Pourquoi cet album en format à l’italienne, une succession de tableaux qui décrivent l’effondrement du monde ?

J’avais une petite frustration. Je voulais faire une BD abstraite, psychédélique et je voulais le projet audacieux. L’éditeur Atrabile était celui qui correspondait le plus.

Saccage, d’ailleurs, raconte-t-il une histoire ?

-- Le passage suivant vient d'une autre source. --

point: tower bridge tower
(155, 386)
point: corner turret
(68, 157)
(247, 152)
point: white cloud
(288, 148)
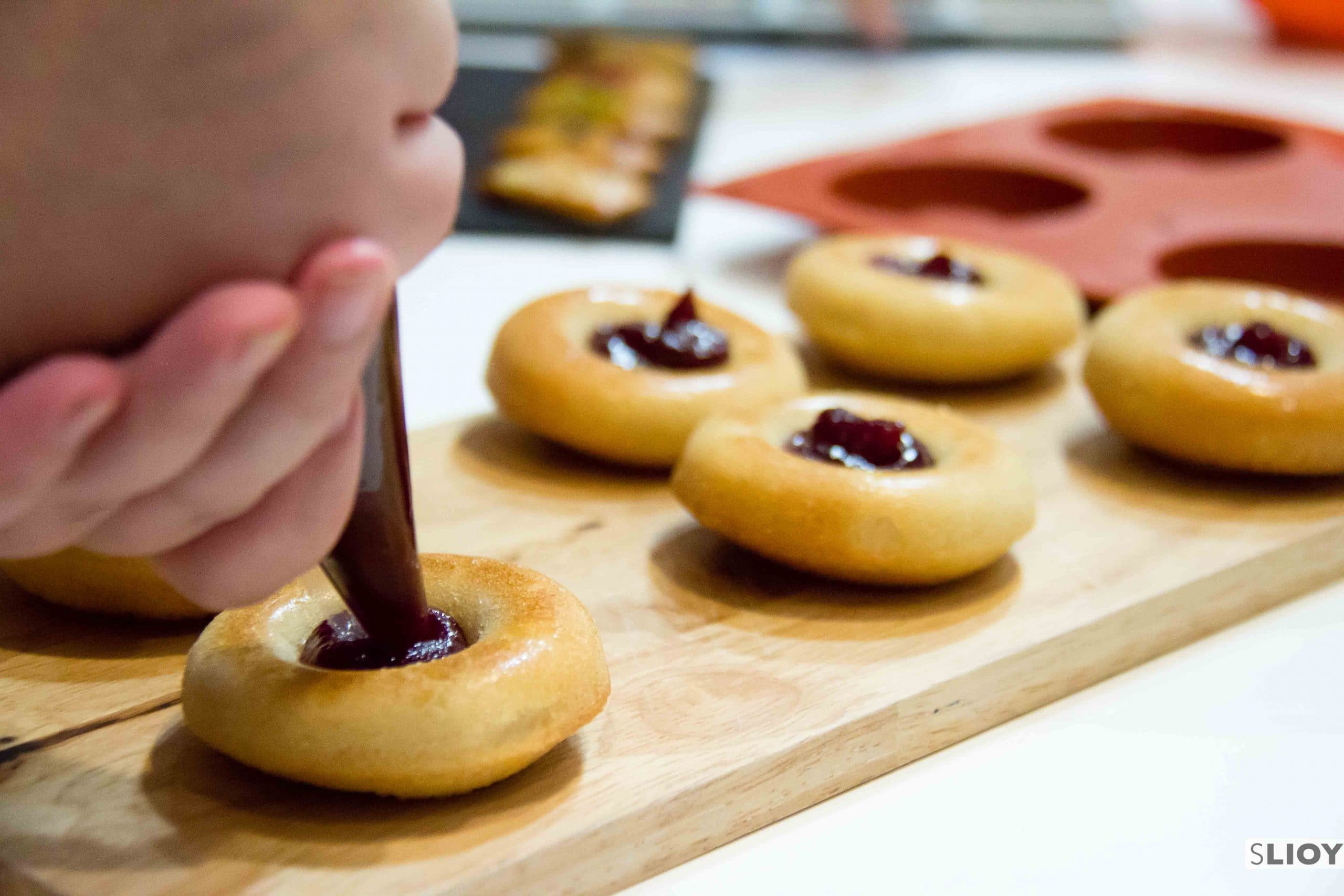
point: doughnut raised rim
(546, 378)
(99, 583)
(533, 676)
(898, 527)
(1167, 395)
(894, 325)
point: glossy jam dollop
(340, 642)
(936, 268)
(680, 342)
(841, 437)
(1256, 343)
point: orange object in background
(1318, 22)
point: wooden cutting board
(742, 692)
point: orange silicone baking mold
(1120, 193)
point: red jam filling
(1257, 344)
(340, 642)
(682, 342)
(937, 268)
(841, 437)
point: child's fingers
(46, 417)
(346, 291)
(293, 527)
(183, 387)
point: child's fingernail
(354, 305)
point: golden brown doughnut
(885, 323)
(99, 583)
(1163, 393)
(906, 527)
(533, 676)
(548, 379)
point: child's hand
(226, 449)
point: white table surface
(1150, 782)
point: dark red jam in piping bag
(937, 268)
(682, 342)
(841, 437)
(375, 566)
(1257, 344)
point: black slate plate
(487, 100)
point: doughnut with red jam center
(941, 504)
(1222, 374)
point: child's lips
(411, 123)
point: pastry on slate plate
(627, 374)
(596, 145)
(94, 582)
(1223, 374)
(570, 186)
(523, 672)
(939, 311)
(859, 487)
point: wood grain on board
(742, 692)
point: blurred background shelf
(925, 20)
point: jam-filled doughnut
(939, 311)
(533, 676)
(627, 374)
(1223, 374)
(99, 583)
(859, 487)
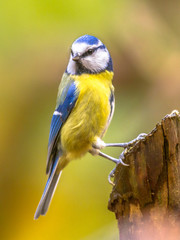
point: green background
(35, 39)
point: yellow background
(35, 39)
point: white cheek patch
(98, 61)
(72, 67)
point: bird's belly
(86, 122)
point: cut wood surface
(146, 195)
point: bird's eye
(90, 51)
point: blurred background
(35, 39)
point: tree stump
(146, 195)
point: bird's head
(89, 55)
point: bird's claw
(141, 136)
(111, 175)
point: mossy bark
(146, 195)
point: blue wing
(60, 115)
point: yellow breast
(90, 114)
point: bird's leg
(127, 144)
(100, 145)
(120, 160)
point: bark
(146, 195)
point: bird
(83, 112)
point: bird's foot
(127, 144)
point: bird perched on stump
(83, 112)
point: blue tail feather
(49, 190)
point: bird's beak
(76, 57)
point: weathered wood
(146, 195)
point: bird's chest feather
(89, 116)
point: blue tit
(83, 112)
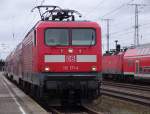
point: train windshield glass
(83, 37)
(57, 37)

J’avais une histoire de base qui a fini par disparaître. Je l’ai pensé avec un personnage principal et deux personnages annexes. Ce personnage est mort enfant lors d’une catastrophe nucléaire qui ressemblerait à Tchernobyl. Ses parents deviennent fous, le père tue sa mère à coups de marteau. Bref, l’horreur. Il est évacué très vite mais meurt, contaminé par les radiations. Il se réveille quelques années plus tard. Le monde est ravagé. Il se met en route mais conserve les séquelles. Il doit se bander les jambes pour pouvoir marcher. Il croise un enfant composé d’eau, son reflet en réalité. Il voit ensuite toutes les temporalités, atteint une dimension messianique et finit par se fondre dans « La Chute des damnés » de Rubens. Le premier chapitre convoque les images du passé, liées à ses souvenirs. Pour résumer, la zone est dévastée, condamnée, sans vie et il entreprend d’en sortir. Le personnage jaune est mutique, sorte de messie détaché, né dans une centrale nucléaire effondrée.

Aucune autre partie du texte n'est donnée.